R-bicalutamide has been shown in vitro to be an inhibitor of CYP3A4 activity, with lesser inhibitory effects on CYP 2C9, 2C19 and 2D6. Exercise caution when giving bicalutamide concomitantly with midazolam (a CYP 3A4 substrate) since midazolam Cmax and AUC have been shown to increase 1.5 and 1.9 fold, respectively, in clinical trials.
Bicalutamide displaces warfarin (coumarin anticoagulant) from its protein binding site in vitro. Close monitoring of prothrombin time is therefore recommended in patients who are already receiving coumarin anticoagulants.
Although no pharmacodynamic or pharmacokinetic interaction exists between bicalutamide and LHRH agonists, bicalutamide may prevent the harmful clinical consequences of flare associated with LHRH agonist therapy.

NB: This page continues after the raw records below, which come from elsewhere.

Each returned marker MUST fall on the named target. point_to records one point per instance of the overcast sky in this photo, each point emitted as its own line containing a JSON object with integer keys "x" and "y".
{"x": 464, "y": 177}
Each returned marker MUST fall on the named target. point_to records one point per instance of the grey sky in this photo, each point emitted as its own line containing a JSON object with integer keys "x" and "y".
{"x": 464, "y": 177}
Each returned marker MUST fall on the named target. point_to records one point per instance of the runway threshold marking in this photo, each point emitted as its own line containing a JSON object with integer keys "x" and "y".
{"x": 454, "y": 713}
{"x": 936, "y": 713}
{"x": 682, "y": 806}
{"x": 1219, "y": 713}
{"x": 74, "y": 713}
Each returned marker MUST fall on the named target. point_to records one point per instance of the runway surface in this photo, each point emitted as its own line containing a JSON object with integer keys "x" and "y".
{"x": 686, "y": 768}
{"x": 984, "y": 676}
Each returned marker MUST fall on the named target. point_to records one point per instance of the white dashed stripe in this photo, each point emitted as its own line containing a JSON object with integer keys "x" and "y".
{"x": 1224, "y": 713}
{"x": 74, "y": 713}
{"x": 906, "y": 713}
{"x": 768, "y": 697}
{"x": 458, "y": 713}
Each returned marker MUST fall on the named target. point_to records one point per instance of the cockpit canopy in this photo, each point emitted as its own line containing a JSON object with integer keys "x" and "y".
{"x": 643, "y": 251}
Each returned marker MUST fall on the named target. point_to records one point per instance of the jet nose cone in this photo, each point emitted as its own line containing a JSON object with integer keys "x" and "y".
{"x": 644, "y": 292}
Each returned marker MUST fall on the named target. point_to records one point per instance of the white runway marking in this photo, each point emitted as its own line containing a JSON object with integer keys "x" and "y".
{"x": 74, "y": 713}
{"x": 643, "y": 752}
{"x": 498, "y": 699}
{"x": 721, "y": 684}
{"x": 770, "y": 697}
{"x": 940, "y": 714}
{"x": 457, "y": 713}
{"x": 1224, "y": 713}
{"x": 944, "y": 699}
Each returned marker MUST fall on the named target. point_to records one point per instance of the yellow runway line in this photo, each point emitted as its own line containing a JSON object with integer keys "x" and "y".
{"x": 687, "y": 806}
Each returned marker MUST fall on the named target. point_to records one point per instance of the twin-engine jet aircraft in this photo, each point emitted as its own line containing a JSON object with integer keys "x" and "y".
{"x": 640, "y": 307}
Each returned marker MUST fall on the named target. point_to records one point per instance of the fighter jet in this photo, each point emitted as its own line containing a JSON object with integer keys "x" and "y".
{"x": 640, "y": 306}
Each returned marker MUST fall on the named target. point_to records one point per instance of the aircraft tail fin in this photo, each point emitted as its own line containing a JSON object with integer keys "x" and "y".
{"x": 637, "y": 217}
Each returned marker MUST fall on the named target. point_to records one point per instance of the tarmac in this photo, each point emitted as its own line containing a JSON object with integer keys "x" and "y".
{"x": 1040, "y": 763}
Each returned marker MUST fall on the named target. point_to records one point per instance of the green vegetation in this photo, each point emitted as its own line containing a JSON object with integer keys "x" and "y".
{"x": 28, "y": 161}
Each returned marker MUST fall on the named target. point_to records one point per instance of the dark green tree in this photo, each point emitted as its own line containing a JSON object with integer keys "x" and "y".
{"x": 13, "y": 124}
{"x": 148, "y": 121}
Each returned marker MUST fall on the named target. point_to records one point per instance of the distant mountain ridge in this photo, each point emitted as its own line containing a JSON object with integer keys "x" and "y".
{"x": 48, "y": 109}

Co-administration of ciclosporin and calcium channel blockers with bicalutamide may theoretically increase bicalutamide's plasma concentrations. Evidence of enhanced or adverse drug effect may warrant dose reduction and close monitoring of patients after initiation or cessation of bicalutamide.
Drugs which inhibit drug oxidation such as cimetidine and ketoconazole may theoretically increase plasma concentrations of bicalutamide which may result in increased side effects.
Concomitant administration with alcohol should be avoided to prevent facial flushing during bicalutamide therapy.